4. Strong descriptions. My biggest pet peeve is vendors who copy and paste the entire lengthy description so that it's generic to all their products instead of specific to the one at hand. Use the same fabric for two dresses? C/p just that info! Include measurements, weights if applicable, materials, allergens if applicable, care instructions if they're going to surprise a buyer, etc.
5. Timeliness. I've also heard a lot of rants about products that were "sent" but never received, or sellers who were constantly asking for "just a few more days" to finish an order. Most people pay using PayPal (is there another option?), which I believe has a standard 45 day dispute time. As a buyer, I want to receive my products, at the worst, within that window. Because PayPal won't let you file a dispute if the vendor can claim to be working with you and just not finished with the product. It's a pretty common scam, actually. I've seen it a lot with custom stuff like wedding dresses, maybe a thousand dollar dress, it never materializes, but by the time the buyer expects to receive it, it's too late to file a claim.
See if you can find some local or national blogs where you could showcase your stuff to get attention.
A lower investment option might be finding a local shop/flea market/craft fair/farmers market where you could sell instead.
Hmmm. I don't want to be owned by my business.

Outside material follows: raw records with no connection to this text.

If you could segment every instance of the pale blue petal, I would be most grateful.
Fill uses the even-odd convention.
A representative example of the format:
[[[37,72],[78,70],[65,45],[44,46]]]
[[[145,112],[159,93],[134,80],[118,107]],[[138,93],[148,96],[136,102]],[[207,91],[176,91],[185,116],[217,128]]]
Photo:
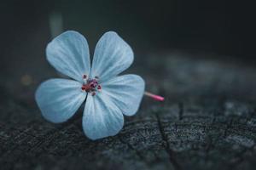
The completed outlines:
[[[102,82],[126,70],[133,62],[131,47],[118,34],[105,33],[96,44],[91,68],[91,76]]]
[[[117,134],[124,126],[124,116],[108,95],[88,94],[83,116],[83,128],[90,139]]]
[[[74,115],[86,97],[81,86],[79,82],[61,78],[43,82],[37,89],[36,101],[44,117],[63,122]]]
[[[83,75],[90,75],[90,60],[84,36],[74,31],[54,38],[46,48],[47,60],[60,72],[83,82]]]
[[[123,114],[132,116],[139,108],[145,82],[139,76],[124,75],[104,82],[102,88]]]

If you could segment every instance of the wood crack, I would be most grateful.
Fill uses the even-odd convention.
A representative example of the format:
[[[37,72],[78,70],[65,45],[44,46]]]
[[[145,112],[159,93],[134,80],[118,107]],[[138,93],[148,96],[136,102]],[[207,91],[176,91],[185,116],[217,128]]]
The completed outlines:
[[[178,164],[178,162],[177,162],[177,160],[174,156],[174,152],[170,147],[170,144],[169,144],[168,139],[167,139],[167,137],[165,133],[164,127],[162,126],[162,123],[160,122],[160,118],[157,114],[155,114],[155,116],[156,116],[156,119],[157,119],[158,127],[159,127],[159,129],[160,129],[160,135],[162,137],[162,140],[166,143],[164,146],[165,146],[166,153],[169,156],[169,161],[170,161],[170,162],[172,163],[172,165],[173,166],[173,167],[176,170],[181,170],[182,167]]]

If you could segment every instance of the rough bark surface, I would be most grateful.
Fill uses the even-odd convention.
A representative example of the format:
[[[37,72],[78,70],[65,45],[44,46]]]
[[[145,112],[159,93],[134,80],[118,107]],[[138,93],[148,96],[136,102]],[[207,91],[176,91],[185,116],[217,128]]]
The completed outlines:
[[[131,72],[166,101],[145,97],[118,135],[96,141],[83,133],[82,108],[62,124],[41,116],[33,92],[44,77],[20,88],[9,80],[1,88],[0,168],[254,169],[256,69],[177,53],[145,57]]]

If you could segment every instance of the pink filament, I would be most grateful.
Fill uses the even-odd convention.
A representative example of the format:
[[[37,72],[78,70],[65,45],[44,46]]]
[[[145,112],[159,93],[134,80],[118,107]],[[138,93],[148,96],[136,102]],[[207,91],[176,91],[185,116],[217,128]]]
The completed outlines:
[[[160,95],[156,95],[156,94],[151,94],[149,92],[145,92],[144,94],[146,96],[148,96],[150,98],[153,98],[154,99],[157,100],[157,101],[164,101],[165,100],[165,98],[163,98],[162,96],[160,96]]]

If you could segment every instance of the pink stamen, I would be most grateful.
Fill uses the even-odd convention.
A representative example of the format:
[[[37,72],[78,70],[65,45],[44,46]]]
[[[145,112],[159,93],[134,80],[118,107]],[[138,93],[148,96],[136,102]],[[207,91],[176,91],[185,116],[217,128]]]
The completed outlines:
[[[151,94],[149,92],[145,92],[144,94],[146,96],[148,96],[150,98],[153,98],[154,99],[157,100],[157,101],[164,101],[165,100],[165,98],[162,97],[162,96],[160,96],[160,95],[156,95],[156,94]]]

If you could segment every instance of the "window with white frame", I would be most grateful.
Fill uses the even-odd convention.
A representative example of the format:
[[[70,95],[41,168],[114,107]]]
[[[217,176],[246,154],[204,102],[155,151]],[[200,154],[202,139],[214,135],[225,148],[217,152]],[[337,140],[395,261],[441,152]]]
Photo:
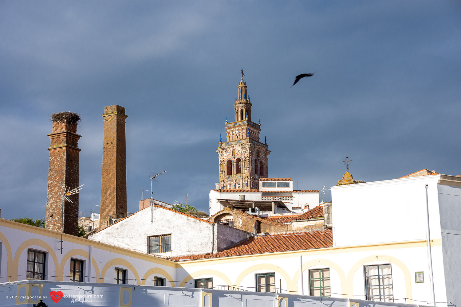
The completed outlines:
[[[390,265],[365,266],[365,288],[369,301],[394,301]]]
[[[256,290],[258,292],[275,292],[275,273],[256,274]]]
[[[45,253],[27,250],[26,279],[45,279]]]
[[[165,285],[165,279],[162,278],[161,277],[157,277],[157,276],[154,277],[154,285],[162,286]]]
[[[171,234],[148,237],[148,252],[149,254],[165,253],[171,251]]]
[[[126,270],[116,267],[114,273],[116,284],[126,284]]]
[[[83,261],[71,258],[71,280],[83,281]]]
[[[195,279],[195,288],[212,289],[213,288],[213,278],[205,278]]]
[[[311,295],[331,296],[329,268],[309,270],[309,280]]]

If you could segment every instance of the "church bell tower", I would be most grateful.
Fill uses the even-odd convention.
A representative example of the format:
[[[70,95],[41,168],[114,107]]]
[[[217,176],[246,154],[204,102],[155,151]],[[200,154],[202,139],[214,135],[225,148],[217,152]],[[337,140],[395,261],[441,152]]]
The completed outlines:
[[[235,121],[226,118],[225,139],[222,137],[216,151],[219,155],[218,190],[259,190],[259,179],[267,178],[267,157],[271,151],[260,142],[260,122],[251,121],[251,106],[247,83],[242,80],[234,103]]]

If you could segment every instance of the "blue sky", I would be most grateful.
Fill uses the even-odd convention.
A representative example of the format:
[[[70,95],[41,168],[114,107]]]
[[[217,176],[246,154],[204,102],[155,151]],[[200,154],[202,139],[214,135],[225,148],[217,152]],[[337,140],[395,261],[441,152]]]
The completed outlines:
[[[100,114],[115,104],[129,116],[128,211],[165,170],[154,198],[187,193],[207,210],[242,68],[270,177],[334,185],[346,156],[366,181],[461,174],[460,13],[447,1],[0,1],[2,217],[44,217],[49,116],[68,110],[82,118],[89,216]]]

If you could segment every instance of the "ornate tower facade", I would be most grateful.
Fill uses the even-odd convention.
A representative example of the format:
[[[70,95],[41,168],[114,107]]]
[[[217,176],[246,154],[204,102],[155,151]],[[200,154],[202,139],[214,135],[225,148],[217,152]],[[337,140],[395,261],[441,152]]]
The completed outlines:
[[[243,77],[238,84],[234,104],[235,121],[226,119],[225,140],[221,138],[216,151],[219,155],[219,190],[258,190],[259,179],[267,178],[267,158],[271,151],[260,142],[260,122],[251,121],[251,106]]]

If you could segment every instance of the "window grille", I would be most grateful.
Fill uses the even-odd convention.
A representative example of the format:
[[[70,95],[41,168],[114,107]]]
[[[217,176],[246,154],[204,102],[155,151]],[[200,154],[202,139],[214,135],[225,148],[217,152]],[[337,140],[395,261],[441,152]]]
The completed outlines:
[[[45,279],[45,253],[27,250],[26,279]]]
[[[225,225],[226,226],[229,226],[230,227],[234,227],[234,219],[229,219],[228,220],[221,220],[219,223],[219,224],[222,224],[223,225]]]
[[[367,300],[394,301],[390,265],[365,266],[365,287]]]
[[[148,237],[148,251],[149,254],[171,252],[171,234]]]
[[[310,295],[316,296],[331,296],[330,269],[309,270]]]
[[[424,272],[414,272],[414,282],[416,283],[424,282]]]
[[[256,278],[256,292],[275,292],[275,273],[257,274]]]
[[[83,281],[83,261],[71,259],[71,280]]]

Everyone I've known who has run a shop and not made it their exclusive employment has gotten burnt out quick, or not been able to turn a profit. I have one friend who does make really good money making custom paper sculptures, but she really was on email 10-12 hours a day, seven days a week. And her client rants were remarkable. Maybe she's got me jaded against it!
Her shop is currently down because she just had a baby. She took it down the same day she found out she was pregnant, because she didn't want to deal with the stress.